The entities exhibiting anomalous behaving metrics, rank of each metric, and recommendations for correcting the anomalous behaving metric may be displayed in a GUI of a system administrator, developer of the application having problems, or the application owner.
The methods described below with reference to
It is appreciated that the previous description of the disclosed embodiments is provided to enable any person skilled in the art to make or use the present disclosure. Various modifications to these embodiments will be apparent to those skilled in the art. and the generic principles defined herein may be applied to other embodiments without departing from the spirit or scope of the disclosure. Thus, the present disclosure is not intended to be limited to the embodiments shown herein but is to be accorded the widest scope consistent with the principles and novel features disclosed herein.
Claims
1. A method stored in one or more data-storage devices and executed using one or more processors of a computer system for troubleshooting a network of a data center, the method comprising:
- constructing a dependency graph of an entity of the network exhibiting anomalous behavior, the dependency graph having nodes that represent metrics of entities that communicate with the entity over the network and metrics of entities that provide or consume network and storage resources used by the entity and edges that represent connections between metrics:
- determining an anomaly score for each metric of the dependency graph;
- determining correlated metrics connected by the edges of the dependency graph;
- determining time-change events of the metrics of the dependency graph;
- rank ordering each metric of the dependency graph based on the anomaly scores, correlations with other metrics, and the time-change events; and
- executing a remedial measure to correct anomalous behavior associated with a highest ranked metric.

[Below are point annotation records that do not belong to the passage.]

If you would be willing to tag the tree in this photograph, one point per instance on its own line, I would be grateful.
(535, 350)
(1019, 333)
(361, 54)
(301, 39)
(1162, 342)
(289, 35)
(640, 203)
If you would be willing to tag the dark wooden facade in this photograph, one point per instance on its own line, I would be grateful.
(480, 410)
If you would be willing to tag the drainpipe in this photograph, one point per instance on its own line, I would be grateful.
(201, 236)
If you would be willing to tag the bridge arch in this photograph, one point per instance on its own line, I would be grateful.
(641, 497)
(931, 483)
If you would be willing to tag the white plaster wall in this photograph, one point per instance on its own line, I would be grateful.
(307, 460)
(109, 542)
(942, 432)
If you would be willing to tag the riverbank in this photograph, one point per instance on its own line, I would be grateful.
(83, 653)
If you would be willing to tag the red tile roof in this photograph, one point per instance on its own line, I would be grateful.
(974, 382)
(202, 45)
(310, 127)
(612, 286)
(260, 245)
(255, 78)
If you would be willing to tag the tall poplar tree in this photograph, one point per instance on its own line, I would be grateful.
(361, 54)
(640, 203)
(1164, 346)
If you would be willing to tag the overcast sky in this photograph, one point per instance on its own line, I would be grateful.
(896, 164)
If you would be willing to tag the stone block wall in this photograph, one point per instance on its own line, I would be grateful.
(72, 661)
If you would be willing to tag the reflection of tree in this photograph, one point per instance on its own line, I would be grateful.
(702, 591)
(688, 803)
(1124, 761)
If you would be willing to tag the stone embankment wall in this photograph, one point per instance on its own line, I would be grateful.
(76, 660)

2. The method of claim I wherein constructing the dependency graph comprises:
- for each key performance indicator (“KPI”) of entities that transmit and receive data over the network determining whether the KPI exhibits anomalous behavior, and in response to detecting anomalous behavior of the KPI, triggering an alert that is displayed in a GUI and identifies an entity associated with the KPI;
- identifying entities that transmit data to and receive data from the entity over the network and provide or consume network. storage, or resources of the entity; and
- constructing the dependency graph based on metrics of the entity and metrics of the entities that transmit data to and receive data from the entity over the network.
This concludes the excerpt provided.